Reputation: 71
I apologize if this question is a bit vague or just plain stupid, I am still very much a novice.
I need to extract information from a web log file in c++. The string manipulations are relatively, accessing the data in a timely fashion isn't. What I am doing currently
string str;
ifstream fh("testlog.log",ios::in);
while (getline(fh,str));
From here I get the useful data from the string. This works fine for a log file with 100 entries, but takes forever on a log file with million+ entries. Any help would greatly be appreciated
Upvotes: 5
Views: 3763
Reputation: 392833
@Errata:
are you sure, that your code would be faster than say:
std::ifstream in("test.txt");
in.unsetf(std::ios::skipws);
std::string contents;
std::copy(
std::istream_iterator<char>(in),
std::istream_iterator<char>(),
std::back_inserter(contents));
Also, the OP wants linewise access, which would conveniently be done:
std::ifstream in("test.txt");
in.unsetf(std::ios::skipws);
size_t count = std::count_if(
std::istream_iterator<std::string>(in),
std::istream_iterator<std::string>(),
&is_interesting);
std::cout << "Interesting log lines: " << count << std::endl;
of course define a predicate, e.g.
static bool is_interesting(const std::string& line)
{
return std::string::npos != line.find("FATAL");
}
Upvotes: 1
Reputation: 71
After wasting hours and hours of my time, I compiled the same code in Quincy2005 instead of Microsoft Visual studio. The result was dramatic. From a 40min execution time to 1 min. The some improvement can accomplished in Microsoft Visual Studio by passing a pointer of the filehandler to the getline function. On a Linux based system it takes about 40 sec to execute.
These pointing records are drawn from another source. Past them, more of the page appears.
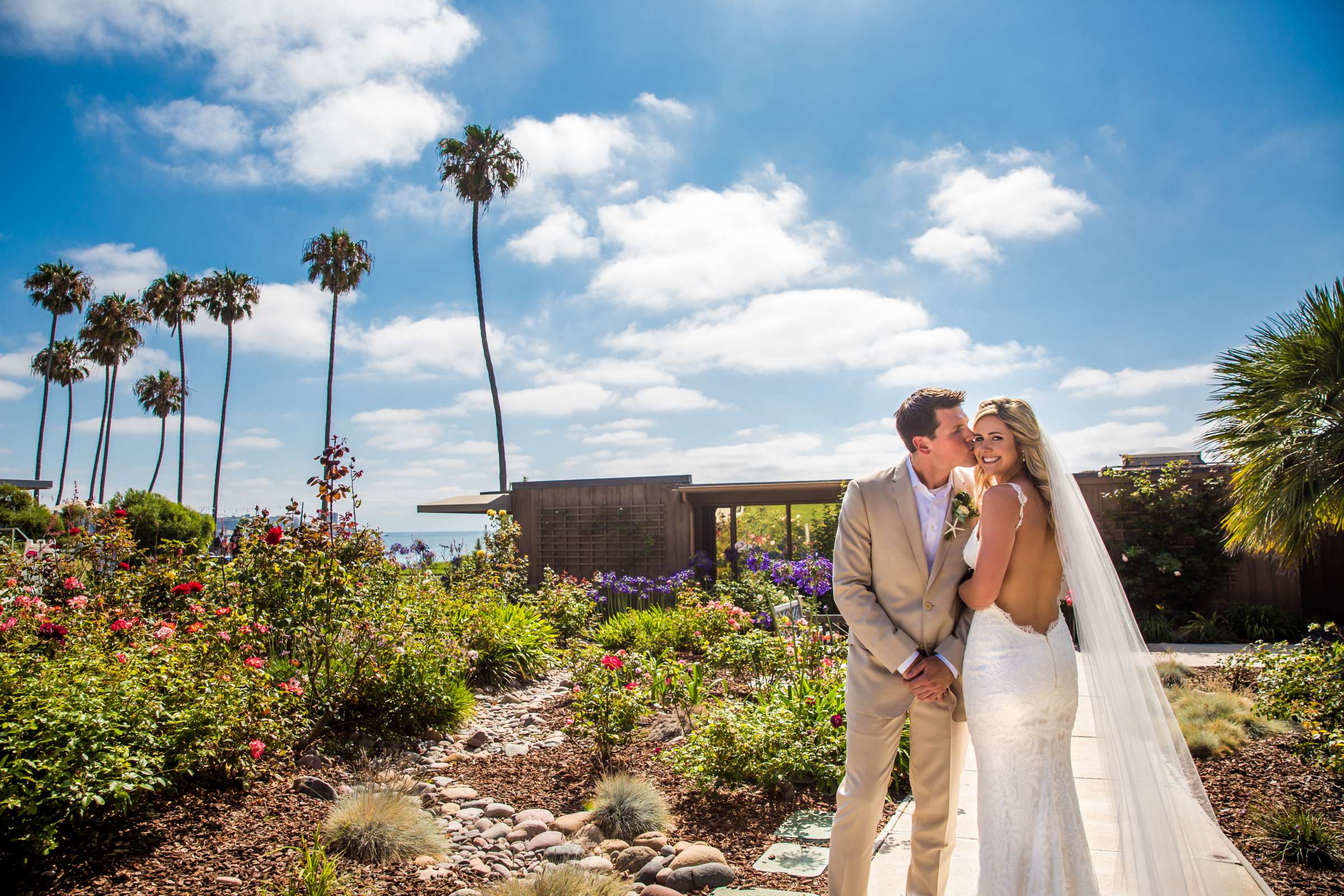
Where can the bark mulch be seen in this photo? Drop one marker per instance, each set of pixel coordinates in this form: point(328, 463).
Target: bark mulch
point(1268, 772)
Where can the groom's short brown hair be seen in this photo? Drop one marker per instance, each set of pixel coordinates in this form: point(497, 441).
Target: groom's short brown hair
point(918, 414)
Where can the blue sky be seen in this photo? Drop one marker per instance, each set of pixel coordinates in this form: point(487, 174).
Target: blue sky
point(748, 230)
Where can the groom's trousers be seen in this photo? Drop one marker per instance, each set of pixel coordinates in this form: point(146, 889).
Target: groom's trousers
point(937, 754)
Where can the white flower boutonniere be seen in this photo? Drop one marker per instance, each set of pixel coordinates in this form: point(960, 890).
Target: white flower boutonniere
point(963, 512)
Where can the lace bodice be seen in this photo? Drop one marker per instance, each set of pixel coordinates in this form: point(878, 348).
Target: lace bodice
point(971, 553)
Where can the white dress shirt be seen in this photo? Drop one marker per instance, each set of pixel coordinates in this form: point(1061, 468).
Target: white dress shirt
point(933, 510)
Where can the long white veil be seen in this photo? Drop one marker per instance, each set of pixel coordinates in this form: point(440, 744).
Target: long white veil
point(1170, 839)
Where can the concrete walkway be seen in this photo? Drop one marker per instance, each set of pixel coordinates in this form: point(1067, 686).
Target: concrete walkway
point(893, 857)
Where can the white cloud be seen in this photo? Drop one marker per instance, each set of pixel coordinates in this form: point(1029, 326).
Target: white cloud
point(10, 391)
point(199, 127)
point(375, 123)
point(1130, 382)
point(119, 268)
point(660, 399)
point(666, 108)
point(825, 329)
point(1144, 410)
point(696, 246)
point(975, 211)
point(148, 425)
point(562, 234)
point(253, 442)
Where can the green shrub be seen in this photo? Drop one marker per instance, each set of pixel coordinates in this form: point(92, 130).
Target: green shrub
point(511, 644)
point(153, 520)
point(626, 806)
point(563, 880)
point(1299, 834)
point(1217, 723)
point(565, 601)
point(19, 511)
point(1304, 683)
point(384, 825)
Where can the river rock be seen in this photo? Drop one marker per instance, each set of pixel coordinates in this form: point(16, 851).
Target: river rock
point(570, 824)
point(697, 855)
point(314, 786)
point(633, 859)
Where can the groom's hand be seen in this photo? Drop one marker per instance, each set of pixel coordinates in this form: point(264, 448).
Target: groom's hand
point(928, 679)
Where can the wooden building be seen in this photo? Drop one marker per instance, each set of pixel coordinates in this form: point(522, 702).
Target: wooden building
point(654, 524)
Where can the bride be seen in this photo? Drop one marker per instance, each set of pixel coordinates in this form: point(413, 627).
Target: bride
point(1035, 538)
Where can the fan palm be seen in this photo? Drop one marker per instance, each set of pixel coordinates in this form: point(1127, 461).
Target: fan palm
point(1281, 419)
point(64, 363)
point(482, 167)
point(160, 394)
point(229, 298)
point(59, 289)
point(112, 331)
point(174, 300)
point(342, 264)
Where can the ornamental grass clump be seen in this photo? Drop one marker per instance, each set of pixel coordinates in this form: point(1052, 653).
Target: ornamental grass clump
point(1299, 834)
point(1217, 723)
point(565, 880)
point(382, 825)
point(626, 806)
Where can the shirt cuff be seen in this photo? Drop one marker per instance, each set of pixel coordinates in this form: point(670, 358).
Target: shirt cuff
point(906, 664)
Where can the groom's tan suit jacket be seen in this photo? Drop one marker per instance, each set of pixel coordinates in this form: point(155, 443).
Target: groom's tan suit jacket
point(894, 604)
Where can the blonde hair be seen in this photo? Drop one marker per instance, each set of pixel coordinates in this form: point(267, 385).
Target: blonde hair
point(1020, 421)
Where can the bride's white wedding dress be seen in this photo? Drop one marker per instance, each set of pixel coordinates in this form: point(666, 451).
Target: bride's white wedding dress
point(1020, 688)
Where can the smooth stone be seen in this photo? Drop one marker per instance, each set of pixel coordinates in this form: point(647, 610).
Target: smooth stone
point(696, 876)
point(563, 853)
point(650, 874)
point(633, 859)
point(314, 787)
point(652, 839)
point(570, 824)
point(698, 855)
point(546, 840)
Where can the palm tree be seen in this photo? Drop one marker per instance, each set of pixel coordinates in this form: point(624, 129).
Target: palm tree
point(59, 289)
point(229, 297)
point(160, 394)
point(342, 264)
point(1281, 421)
point(482, 167)
point(64, 363)
point(174, 300)
point(115, 331)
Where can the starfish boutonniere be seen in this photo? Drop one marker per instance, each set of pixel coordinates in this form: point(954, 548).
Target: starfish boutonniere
point(963, 511)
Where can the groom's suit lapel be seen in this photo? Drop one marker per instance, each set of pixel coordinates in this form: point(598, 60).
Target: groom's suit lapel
point(944, 543)
point(905, 497)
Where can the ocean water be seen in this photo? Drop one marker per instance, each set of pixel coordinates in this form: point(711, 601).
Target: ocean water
point(435, 539)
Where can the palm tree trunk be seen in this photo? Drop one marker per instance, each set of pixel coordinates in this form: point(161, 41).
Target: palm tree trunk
point(163, 435)
point(223, 412)
point(65, 454)
point(486, 346)
point(182, 423)
point(106, 444)
point(102, 422)
point(42, 421)
point(331, 371)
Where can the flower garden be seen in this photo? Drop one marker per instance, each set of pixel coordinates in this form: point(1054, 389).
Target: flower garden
point(311, 716)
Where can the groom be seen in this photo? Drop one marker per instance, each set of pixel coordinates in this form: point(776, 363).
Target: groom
point(895, 584)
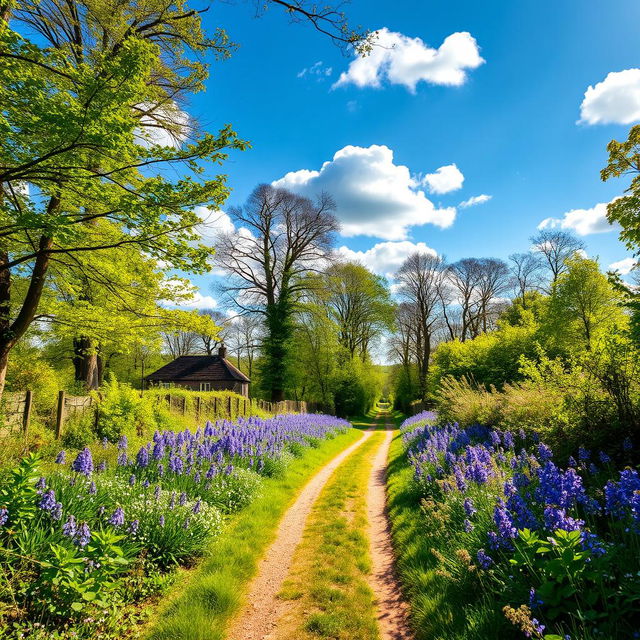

I cursed Microsoft for a good 40 min for wasting my time.
Upvotes: 2
Reputation: 640
Here the fastest way I found to extract a file :
std::ifstream file("test.txt", std::ios::in | std::ios::end);
std::size_t fileSize = file.tellg();
std::vector<char> buffer(fileSize);
file.seekg(0, std::ios::beg);
file.read(buffer.data(), fileSize);
std::string str(buffer.begin(), buffer.end());
Yet, if your file is really that big, I strongly suggest you to manipulate it as a stream...
Upvotes: 1
Reputation: 96233
I really suspect that I/O is hurting you more than ifstream
here. Have you checked to see that you're actually CPU bound? Most likely you're having disk and cache locality issues.
There may not be a lot you can do in that case.
If it is CPU bound have you profiled to see where the CPU time is going?
Upvotes: 2